A Mulher que Nunca Acabava uma Conversa

Ela era uma daquelas mulheres que nunca acabam um assunto, vão assim despejando coisas ao longo dos tempos como se a conversa ainda lá estivesse, em banho-maria. E ia despejando as ideias como se fossem arrotos. Iam saindo. Aos solavancos.
Às vezes não percebia muito bem para onde é que caminhava a conversa. Quando julgava que já estava terminada, lá vinha um Portanto, um Assim, um Contudo ou ainda um Ou se quiseres, como se eu quisesse alguma coisa. Não, não queria!
Chegava a acontecer a conversa prolongar-se por vários sítios, entrando na conversa com várias pessoas diferentes, prolongando-se no tempo e no espaço, sem nunca perder o fio-à-meada.

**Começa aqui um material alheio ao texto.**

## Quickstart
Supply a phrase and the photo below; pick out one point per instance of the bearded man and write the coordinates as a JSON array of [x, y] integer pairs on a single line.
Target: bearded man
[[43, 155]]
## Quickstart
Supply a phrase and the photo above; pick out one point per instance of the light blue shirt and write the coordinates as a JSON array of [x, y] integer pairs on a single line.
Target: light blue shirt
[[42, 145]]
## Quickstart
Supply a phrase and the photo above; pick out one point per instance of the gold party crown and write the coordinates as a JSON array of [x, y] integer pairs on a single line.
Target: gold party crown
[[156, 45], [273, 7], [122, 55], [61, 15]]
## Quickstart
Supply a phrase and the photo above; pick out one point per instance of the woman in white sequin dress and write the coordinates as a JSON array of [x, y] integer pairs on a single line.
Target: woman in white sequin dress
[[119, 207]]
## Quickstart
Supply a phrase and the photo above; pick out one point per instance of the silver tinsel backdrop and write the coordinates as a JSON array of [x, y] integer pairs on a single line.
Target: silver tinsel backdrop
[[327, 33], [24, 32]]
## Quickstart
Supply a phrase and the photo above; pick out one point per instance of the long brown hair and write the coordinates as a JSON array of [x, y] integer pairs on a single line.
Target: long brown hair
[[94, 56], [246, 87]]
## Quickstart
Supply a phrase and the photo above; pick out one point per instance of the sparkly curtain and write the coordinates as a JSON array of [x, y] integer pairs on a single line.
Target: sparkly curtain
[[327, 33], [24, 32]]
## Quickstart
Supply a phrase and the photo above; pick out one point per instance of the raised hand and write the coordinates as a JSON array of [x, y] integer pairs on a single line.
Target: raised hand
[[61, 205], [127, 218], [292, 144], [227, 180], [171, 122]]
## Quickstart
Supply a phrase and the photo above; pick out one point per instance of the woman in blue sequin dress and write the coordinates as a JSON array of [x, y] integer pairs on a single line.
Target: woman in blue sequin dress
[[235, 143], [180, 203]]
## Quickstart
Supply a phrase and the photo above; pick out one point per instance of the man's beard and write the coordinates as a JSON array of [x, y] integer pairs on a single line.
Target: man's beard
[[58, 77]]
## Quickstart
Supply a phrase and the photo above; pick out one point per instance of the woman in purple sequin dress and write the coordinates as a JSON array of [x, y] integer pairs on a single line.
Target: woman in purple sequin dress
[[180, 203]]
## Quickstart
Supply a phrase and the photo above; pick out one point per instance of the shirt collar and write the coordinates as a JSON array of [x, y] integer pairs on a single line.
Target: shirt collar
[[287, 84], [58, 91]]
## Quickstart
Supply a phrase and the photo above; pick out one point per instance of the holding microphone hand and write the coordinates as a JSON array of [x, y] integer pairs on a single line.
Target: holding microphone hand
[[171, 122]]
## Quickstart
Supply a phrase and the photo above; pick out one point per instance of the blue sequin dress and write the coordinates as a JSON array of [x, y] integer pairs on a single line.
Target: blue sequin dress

Também no Facebook era assim. Talvez pior. Escrevia um post. Depois editava-o. Duas vezes. Três vezes. Havia posts que já não tinham nada a ver com os posts originais, tal a quantidade de edições. Chegava, inclusivamente, a responder a si própria para continuar uma estória sem fim.
Era cansativo. Ela era uma mulher cansativa.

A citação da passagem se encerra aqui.